Ignoring all the frills, technical bloopers and incredulous stunts, the movies deliver the message they are intended to. No, the message does not ask you not to trust the police and politicians (who represent our first synonym for corruption since we were children) who are in cahoots, but urges you to take a more objective view of our duties and responsibilities,
without hampering our vision with clouds of religious hatred. Dharm ka paalan karna hamara karm hai, says Dev, while Ananth promulgates that insaaf nyaayalay me milta hai, har naagrik aur kaum ke krodh se nahin.

For all the ideologies, verbosity and sermonizing that are the lowest common denominator in these movies, how much of it is really true? Are there real life character on which the movie is based, or are they just a figment of the writer's imagination that happened to be relevant to our times? Dev brings back memories of the Gujarat riots (from which I feel so far-removed because I was 10,000 miles away when they happened), and reminds us that we, as citizens, have a moral obligation to uphold our constitution and not let
discrimination based on caste or religion veer us from our ordained path of virtue, dignity and rectitude. We are a nation that has to fight invaders, terrorists and traitors, not Muslims or Hindus. Do Amitabh or Govind Nihalani practice this open-mindedness, fair play and patriotism in their lives?

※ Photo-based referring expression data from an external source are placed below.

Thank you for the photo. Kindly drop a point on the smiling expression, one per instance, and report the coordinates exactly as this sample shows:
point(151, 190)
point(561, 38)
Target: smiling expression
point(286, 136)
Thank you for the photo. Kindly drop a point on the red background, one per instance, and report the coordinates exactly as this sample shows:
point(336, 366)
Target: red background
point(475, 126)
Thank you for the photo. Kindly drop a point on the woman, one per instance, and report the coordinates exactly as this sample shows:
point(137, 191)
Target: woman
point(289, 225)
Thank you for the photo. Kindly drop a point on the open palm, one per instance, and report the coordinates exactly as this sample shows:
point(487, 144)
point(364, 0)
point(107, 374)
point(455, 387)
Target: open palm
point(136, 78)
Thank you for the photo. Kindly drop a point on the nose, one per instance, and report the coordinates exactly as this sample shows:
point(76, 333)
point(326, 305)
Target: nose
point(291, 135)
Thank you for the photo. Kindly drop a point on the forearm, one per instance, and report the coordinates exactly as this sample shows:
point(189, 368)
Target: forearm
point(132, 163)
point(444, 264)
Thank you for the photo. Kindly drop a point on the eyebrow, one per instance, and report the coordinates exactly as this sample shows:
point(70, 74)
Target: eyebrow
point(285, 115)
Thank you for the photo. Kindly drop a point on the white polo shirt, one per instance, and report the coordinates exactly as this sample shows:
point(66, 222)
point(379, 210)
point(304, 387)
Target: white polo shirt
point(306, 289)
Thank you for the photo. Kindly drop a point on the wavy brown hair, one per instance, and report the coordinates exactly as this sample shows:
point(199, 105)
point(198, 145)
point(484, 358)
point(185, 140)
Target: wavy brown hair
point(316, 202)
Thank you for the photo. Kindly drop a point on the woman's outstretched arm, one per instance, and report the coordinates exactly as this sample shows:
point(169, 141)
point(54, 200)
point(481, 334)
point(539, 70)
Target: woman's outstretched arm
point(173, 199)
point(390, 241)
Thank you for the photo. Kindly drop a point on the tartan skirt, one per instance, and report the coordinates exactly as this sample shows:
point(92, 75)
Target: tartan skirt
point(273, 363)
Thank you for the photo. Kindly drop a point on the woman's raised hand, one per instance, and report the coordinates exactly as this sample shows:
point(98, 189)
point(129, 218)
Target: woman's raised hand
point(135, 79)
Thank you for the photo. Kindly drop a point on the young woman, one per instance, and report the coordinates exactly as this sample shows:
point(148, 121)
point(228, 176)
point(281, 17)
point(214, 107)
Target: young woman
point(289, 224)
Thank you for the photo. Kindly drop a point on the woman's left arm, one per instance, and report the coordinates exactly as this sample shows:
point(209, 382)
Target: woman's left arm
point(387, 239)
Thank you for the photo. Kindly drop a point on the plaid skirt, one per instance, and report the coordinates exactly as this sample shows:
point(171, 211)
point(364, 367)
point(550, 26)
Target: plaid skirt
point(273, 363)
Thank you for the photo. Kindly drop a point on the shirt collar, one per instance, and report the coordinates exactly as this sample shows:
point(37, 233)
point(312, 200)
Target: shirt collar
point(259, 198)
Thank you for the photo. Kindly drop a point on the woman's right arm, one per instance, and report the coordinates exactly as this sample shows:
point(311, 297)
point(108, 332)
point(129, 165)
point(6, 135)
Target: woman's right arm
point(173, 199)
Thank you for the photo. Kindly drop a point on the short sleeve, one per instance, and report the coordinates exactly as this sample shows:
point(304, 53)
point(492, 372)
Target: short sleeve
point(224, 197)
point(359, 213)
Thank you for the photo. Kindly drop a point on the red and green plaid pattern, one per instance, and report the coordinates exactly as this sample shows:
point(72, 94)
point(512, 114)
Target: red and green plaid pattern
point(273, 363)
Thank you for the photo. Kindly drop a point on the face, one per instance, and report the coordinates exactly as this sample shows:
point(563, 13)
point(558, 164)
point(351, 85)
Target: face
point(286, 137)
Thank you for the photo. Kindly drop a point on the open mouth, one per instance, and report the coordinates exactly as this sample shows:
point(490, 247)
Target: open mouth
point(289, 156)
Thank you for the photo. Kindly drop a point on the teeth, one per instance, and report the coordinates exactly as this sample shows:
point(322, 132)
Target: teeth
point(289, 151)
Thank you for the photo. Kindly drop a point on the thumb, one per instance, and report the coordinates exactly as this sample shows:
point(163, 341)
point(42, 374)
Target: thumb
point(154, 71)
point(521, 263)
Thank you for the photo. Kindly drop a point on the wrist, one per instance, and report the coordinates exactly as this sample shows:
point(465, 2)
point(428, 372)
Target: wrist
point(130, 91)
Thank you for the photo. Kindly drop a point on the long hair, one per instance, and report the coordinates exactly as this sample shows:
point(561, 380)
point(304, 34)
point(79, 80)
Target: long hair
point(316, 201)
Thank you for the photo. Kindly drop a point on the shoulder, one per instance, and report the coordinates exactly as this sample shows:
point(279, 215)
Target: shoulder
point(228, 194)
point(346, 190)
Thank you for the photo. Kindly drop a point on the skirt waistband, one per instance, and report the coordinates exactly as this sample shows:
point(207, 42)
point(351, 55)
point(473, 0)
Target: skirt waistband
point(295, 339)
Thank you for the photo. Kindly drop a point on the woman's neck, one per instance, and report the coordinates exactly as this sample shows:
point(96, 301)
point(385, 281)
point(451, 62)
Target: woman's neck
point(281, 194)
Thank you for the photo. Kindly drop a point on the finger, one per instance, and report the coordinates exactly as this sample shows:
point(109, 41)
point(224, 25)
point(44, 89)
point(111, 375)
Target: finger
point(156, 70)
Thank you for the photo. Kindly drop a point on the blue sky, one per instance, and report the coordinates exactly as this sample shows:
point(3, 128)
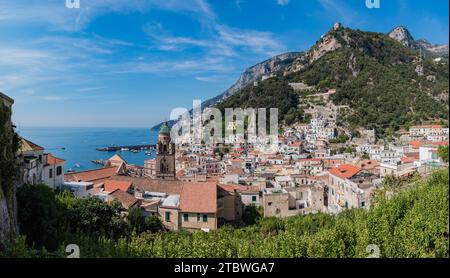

If they do, then they are beacons for generations, but if they don't, is it fair to expect ordinary people to change their attitudes based on media projected view-points while the makers and creators of this propaganda ignore troth and treat this just as a means to fame?

On another related note,
Saath Saath (made a few decades back) depicts two conflicting philosophies two, only this time, within the same person. Man is a piece of metal that can be forged into anything on the anvil of life's circumstances. An upright, honest individual who is unflinching in the harsh glare of reality is forced to change when life puts forth demands that he cannot keep up with. There is a constant tug-of-war with his conscience and he finally gives in to one of the two ways, the easier and compromising one of course. The rest of the movie is a close look at his increasing dissoluteness and dissolution into the world of demoralization, dishonesty and depravity before we have an abrupt end where his wife makes him realize, reform and revise to his old days.

All this teaches me one thing, it is excruciating to stand by your principles and sometimes even impossible but the truest measure of the grist in you is when you don't go astray. It is not about how high and out-of-reach-from ordinary-people my tenets are, but how I stick by even the easiest of them, how I follow my conscientious path even in the face of extreme hardship, torture and temptation.